Greatnan Tue 11-Dec-12 15:53:45

Two guys met in the middle of the desert. One was carrying a car door, the other an umbrella. The one with the car door said to the guy with the umbrella, "Why are you carrying that umbrella around, it isn't going to rain in the desert?" To which the guy with the umbrella replies, "Yeah”, but it keeps me out of the sun! By the way, why are you carrying around that car door, you don’t even have a car to go with it” The guy with the car door says, "yeah, well at least if I get too hot from the sun I can just roll down the window!"

Greatnan Thu 13-Dec-12 06:55:23

A young woman went to her doctor complaining of pain.
"Where are you hurting?" asked the doctor."You have to help me, I hurt all over", said the woman.
"What do you mean, all over?" asked the doctor, "be a little more specific."
The woman touched her right knee with her index finger and yelled, "Ow, that hurts." Then she touched her left cheek and again yelled, "Ouch! That hurts, too." Then she touched her right earlobe, "Ow, even THAT hurts", she cried. The doctor checked her thoughtfully for a moment and told her his diagnosis, "You have a broken finger."

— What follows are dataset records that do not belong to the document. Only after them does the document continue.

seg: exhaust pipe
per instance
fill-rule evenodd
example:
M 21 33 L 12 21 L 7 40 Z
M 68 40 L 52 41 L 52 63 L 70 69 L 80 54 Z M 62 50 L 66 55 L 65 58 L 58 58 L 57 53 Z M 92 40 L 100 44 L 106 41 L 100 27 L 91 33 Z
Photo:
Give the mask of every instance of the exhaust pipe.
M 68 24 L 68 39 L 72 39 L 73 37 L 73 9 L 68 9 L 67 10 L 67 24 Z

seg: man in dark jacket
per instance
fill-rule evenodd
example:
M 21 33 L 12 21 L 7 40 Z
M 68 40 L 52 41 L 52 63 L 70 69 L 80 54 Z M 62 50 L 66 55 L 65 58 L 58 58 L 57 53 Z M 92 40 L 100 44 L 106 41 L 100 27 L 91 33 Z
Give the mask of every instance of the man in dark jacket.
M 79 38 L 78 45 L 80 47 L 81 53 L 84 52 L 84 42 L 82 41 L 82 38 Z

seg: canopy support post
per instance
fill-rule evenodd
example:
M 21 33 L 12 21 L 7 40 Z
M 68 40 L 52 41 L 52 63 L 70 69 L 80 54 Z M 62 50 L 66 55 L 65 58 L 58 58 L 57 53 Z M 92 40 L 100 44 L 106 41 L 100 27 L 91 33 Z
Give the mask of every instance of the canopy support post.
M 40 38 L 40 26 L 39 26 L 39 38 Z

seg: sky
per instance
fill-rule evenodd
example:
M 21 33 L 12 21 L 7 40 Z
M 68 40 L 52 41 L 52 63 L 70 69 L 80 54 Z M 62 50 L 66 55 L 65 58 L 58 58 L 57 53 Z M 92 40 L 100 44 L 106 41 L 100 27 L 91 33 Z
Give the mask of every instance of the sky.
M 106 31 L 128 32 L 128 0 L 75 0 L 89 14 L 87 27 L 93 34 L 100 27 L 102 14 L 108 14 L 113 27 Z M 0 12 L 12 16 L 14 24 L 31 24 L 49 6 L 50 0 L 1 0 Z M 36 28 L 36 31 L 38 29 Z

Greatnan Thu 13-Dec-12 06:58:36

A new miracle doctor was in town. He could cure anything and anybody, and everyone was amazed. Everyone except for Mr. Smith, the town’s grouch So Mr. Smith went to this 'miracle doctor' to prove that he wasn't anybody special. So he goes and tells the doctor, "Hey, doc, I have lost my sense of taste. I can't taste nothing', so what are you going to do?"
The doctor scratches his head and mumbles to himself a little, then tells Mr. Smith, "What you need is jar number 43."
Jar number 43? Mr. Smith wonders. So the doctor brings the jar and tells Mr. Smith to taste it. He tastes it and immediately spits it out, "This is gross!" he yells.
"I just restored your sense of taste Mr. Smith," says the doctor.
So Mr. Smith goes home very mad. One month later, Mr. Smith goes back to the doctor along with a new problem, "Doc," he starts, "I can't remember!"
He thinks he has got the doctor, as the doctor scratches his head and mumbles to himself a little and tells Mr. Smith, "What you need is jar number 43..."
Before the doctor finished his sentence, Mr. Smith fled the office.

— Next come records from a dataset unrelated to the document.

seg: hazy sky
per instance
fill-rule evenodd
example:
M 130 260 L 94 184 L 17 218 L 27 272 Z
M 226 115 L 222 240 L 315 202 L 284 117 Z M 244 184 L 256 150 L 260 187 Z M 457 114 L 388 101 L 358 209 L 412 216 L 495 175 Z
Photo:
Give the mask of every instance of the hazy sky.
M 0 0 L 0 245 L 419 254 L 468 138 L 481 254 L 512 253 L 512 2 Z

Anne58 Thu 13-Dec-12 11:27:42

A modern Islamic couple met with their Mullah to discuss their forthcoming wedding. The bridegroom to be said " I know it's traditional in Islam for the men to dance with men, and the women to dance with women, but we would like to be able to dance together at our wedding." The Mullah told them that this would not be possible as it is considered immoral.

The groom says "So even after the ceremony I cannot dance with my own wife! Well, will we finally allowed to make love?"

"of course!" says the Mullah "sex within marriage is allowed" The groom says "ok, what about different positions, say the woman on top?" "Yes" says the Mullah "that is allowed". "What about doggy style?" Again the Mullah says that is allowed. The groom says "ok, can we have sex on the kitchen table?" The Mullah nods. The groom then asks "right, what about with all my 4 wives together, on rubber sheets with warm oil, leather harnesses, a bucket of honey and a porn video?"

"Yes indeed" says the Mullah " if that is what you would like" "Can we do it standing up?" asks the groom. The Mullah shakes his head.

"Why ever not?" asks the man.

The Mullah replies "because that could lead to dancing"

Anne58 Thu 13-Dec-12 14:03:22

A very elderly man goes to a house of ill repute and tells the Madam that he would like a girl for the night. Surprised, she looks at the ancient man and asks how old he is. "I'm 92 years old" he says. "92!" replies the Madam "Don't you realise you've had it?"
"Oh I'm sorry" says the old man "how much do I owe you?"

Anne58 Thu 13-Dec-12 21:20:40

Well, Greatnan , I did try but without you it just seems to drift off the "active" page!